Outsider Peter Obi came up short in Nigeria’s presidential race, but his upstart campaign has redrawn the political map in Africa’s biggest democracy.
(Bloomberg) — Outsider Peter Obi came up short in Nigeria’s presidential race, but his upstart campaign has redrawn the political map in Africa’s biggest democracy.
Under Obi, the Labour Party — whose candidate won just 0.02% of the vote in 2019 — secured nearly a quarter of the ballots this year, winning a dozen of the country’s 37 states and territories. It wasn’t enough to beat president-elect Bola Tinubu of the ruling All Progressives Congress, but it was an unprecedented rebuke of the two major parties that have dominated Nigerian politics since democracy returned in 1999.
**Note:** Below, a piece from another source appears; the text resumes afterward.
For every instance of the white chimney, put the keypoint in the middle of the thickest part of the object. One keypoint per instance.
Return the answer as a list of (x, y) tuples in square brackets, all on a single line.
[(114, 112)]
The former Anambra state governor won areas previously dominated by the main opposition Peoples Democratic Party. But his biggest victory came in Lagos state, the country’s commercial hub, where he narrowly beat Tinubu on his political home turf.
Lagos will be the scene of Tinubu’s first political test as president-elect on March 11, when the state holds gubernatorial elections. He has handpicked every governor since serving in the post from 1999 to 2007.
Labour’s energized youthful voting base has already set its sights on Lagos, which has an economy larger than most African countries. Its candidate, Gbadebo Rhodes-Vivour, will face off against incumbent Babajide Sanwo-Olu of the APC and the PDP’s Abdul-Azeez Olajide Adediran.